Legal Dispute Evicts Staff From Planetarium

MTA security guard on Wednesday locking a fence surrounding the planetarium, which has been closed since 1994.
Security guards stormed the Moscow Planetarium and forced staff onto the street Wednesday morning, the latest development in a long-running legal dispute between City Hall and minority shareholders.

Only three staff members were present when "around 20 men in uniform" entered the planetarium, on Sadovaya-Kudrinskaya Ulitsa in central Moscow, at around 10 a.m. Wednesday, Andrei Lobanov, the planetarium's technical director, told journalists at the scene.

Two apparently unarmed guards declined to name the company they worked for and refused to let a journalist through the gates to the planetarium, 61 percent of which is owned by the city government. Several policemen stood on the sidewalk outside the building.

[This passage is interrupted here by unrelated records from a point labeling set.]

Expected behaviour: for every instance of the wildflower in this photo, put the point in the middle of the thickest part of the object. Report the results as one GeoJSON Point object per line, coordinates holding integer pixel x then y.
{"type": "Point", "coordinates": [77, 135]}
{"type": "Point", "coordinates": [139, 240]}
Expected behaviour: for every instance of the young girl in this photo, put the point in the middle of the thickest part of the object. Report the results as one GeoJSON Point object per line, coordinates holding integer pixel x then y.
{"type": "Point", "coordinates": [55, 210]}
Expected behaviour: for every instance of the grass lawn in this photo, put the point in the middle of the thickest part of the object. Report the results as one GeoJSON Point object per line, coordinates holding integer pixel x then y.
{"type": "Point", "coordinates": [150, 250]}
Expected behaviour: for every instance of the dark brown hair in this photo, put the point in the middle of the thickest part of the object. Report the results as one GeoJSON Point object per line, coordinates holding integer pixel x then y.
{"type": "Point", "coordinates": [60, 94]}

The planetarium, near the Barrikadnaya metro station, has been closed since 1994. A group of private shareholders, led by its former director, Igor Mikitasov, purchased 39 percent of the company in 1998. Reconstruction work halted in 2006, and Mikitasov claims City Hall did not pay the construction workers.

The city government last month applied to reclaim its total investment of 1.7 billion rubles ($70 million) over the period of 1999 to 2006 and put the planetarium into administration, bringing in external management.

Speaking by telephone from a foreign country he declined to name Wednesday, Mikitasov said the armed guards broke down the planetarium's doors and carried out documents. Employees had kept him abreast of the developments, Mikitasov said.

Andrei Fesenko, a senior expert with the planetarium, said employees were told that they could keep their jobs under new management but that he was unsure whether to stay after working as a children's astronomy teacher there for 22 years.

"It's a question of conscience," Fesenko said.

Designed by architects Mikhail Barshch and Mikhail Sinyavsky, the planetarium first opened in 1929.